Step 5 :  For reduction of gene set we calculate the following G.A steps:

Step 6 :  Calculate total gene information as population

Step 7 :  Apply fitness function on gene data

Step 8 :  Select sub population and evaluate a new fitness function.

Step 9 :  Finally evaluate best fitness function

Step 10 :  Data set is reduced known as reduced gene set

Step 11 :  At last, classification is done by using neural network. Back propagation is used.

Step 12 :  Matched and unmatched values are categorized

Step 13 :  Compare these values matched and unmatched and evaluate the accuracy by using accuracy parameters.

Step 14 :  Accuracy parameters are fault acceptance rate (FAR) and fault rejection rate (FRR) is calculated.

3.2  Flowchart

Fig.1 Flowchart of Methodology

This flowchart contains the methodology for reduction of large leukemia data set or gene set to reduced gene set using genetic algorithm. Genetic algorithm calculates the best fitness function. Neural network classified the matched and unmatched values. At last accuracy parameters are used for accuracy.
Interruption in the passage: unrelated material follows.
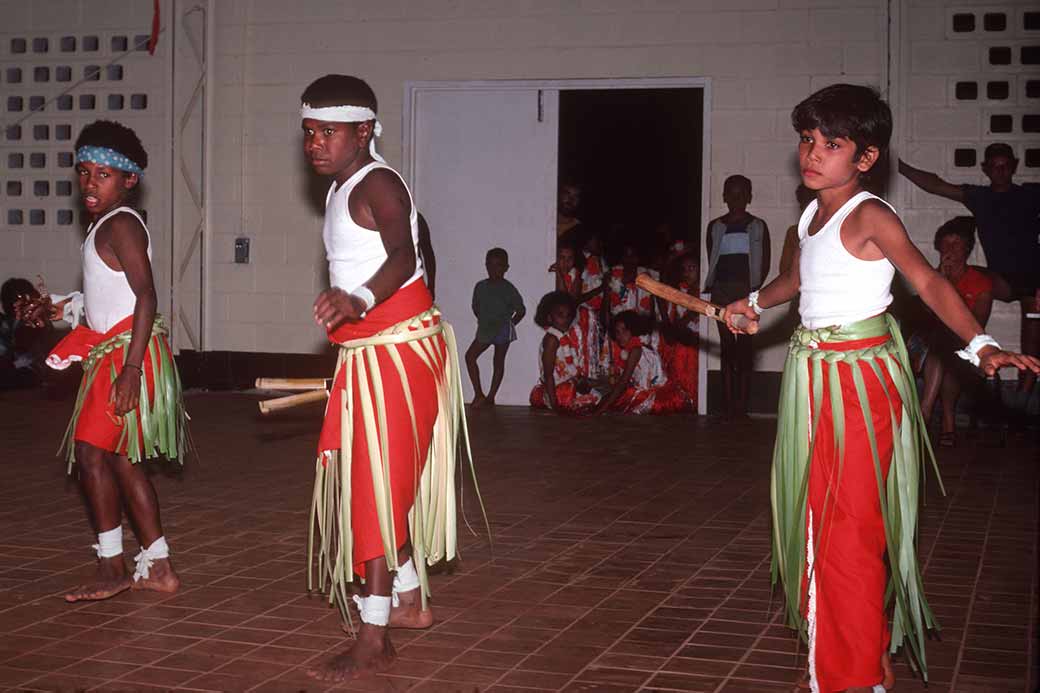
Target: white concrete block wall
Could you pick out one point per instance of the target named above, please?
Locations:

FRR and FAR is evaluated.

The micro-array gene classification technique involves three major steps namely (i) Dimensionality reduction, (ii) Feature selection, and (iii) Gene classification. The GA technique performs the dimensionality reduction process for obtaining the dataset with small size. Initially, the dimensionality reduction process is carried out on the microarray cancer gene dataset for diminishing the complexity in the gene classification. This process is performed because the dataset size is high dimensional, which increases the processing time and does not produce accurate result for the classification process. The fitness function is carried out to choose the best chromosomes among the generated chromosomes.

Next step is classification of reduced set using neural network.Based on the values acquired from training phase, the performance of the NN network is analyzed to obtain appropriate values for testing phase. In order to find the optimum structure, the NN network performance has been analyzed for the optimum number of hidden nodes and epochs. For this situation, the epochs will be set to a certain fixed value. Then, the NN network was trained at the appropriate range of hidden nodes. The number of hidden nodes that have given the best performance is then selected as the optimum hidden nodes. After that, by fixing the optimum number of hidden nodes, the epochs will be analyzed in a similar way to obtain the optimum number of epochs that can give the highest or best accuracy.

4  RESULTS & IMPLEMENTATION

Fig.2GUI Panel

The above figure shows the graphical user interface panel of the proposed system having different guicontrols of the user panel having upload buttons to upload the data set, Genetic algorithm and neural network intialization and testing button.

This panel contains push buttons like click here to upload data set ,apply genetic algorithms,intialize neural network and test leukaemia data .

At left bottom,code information is created.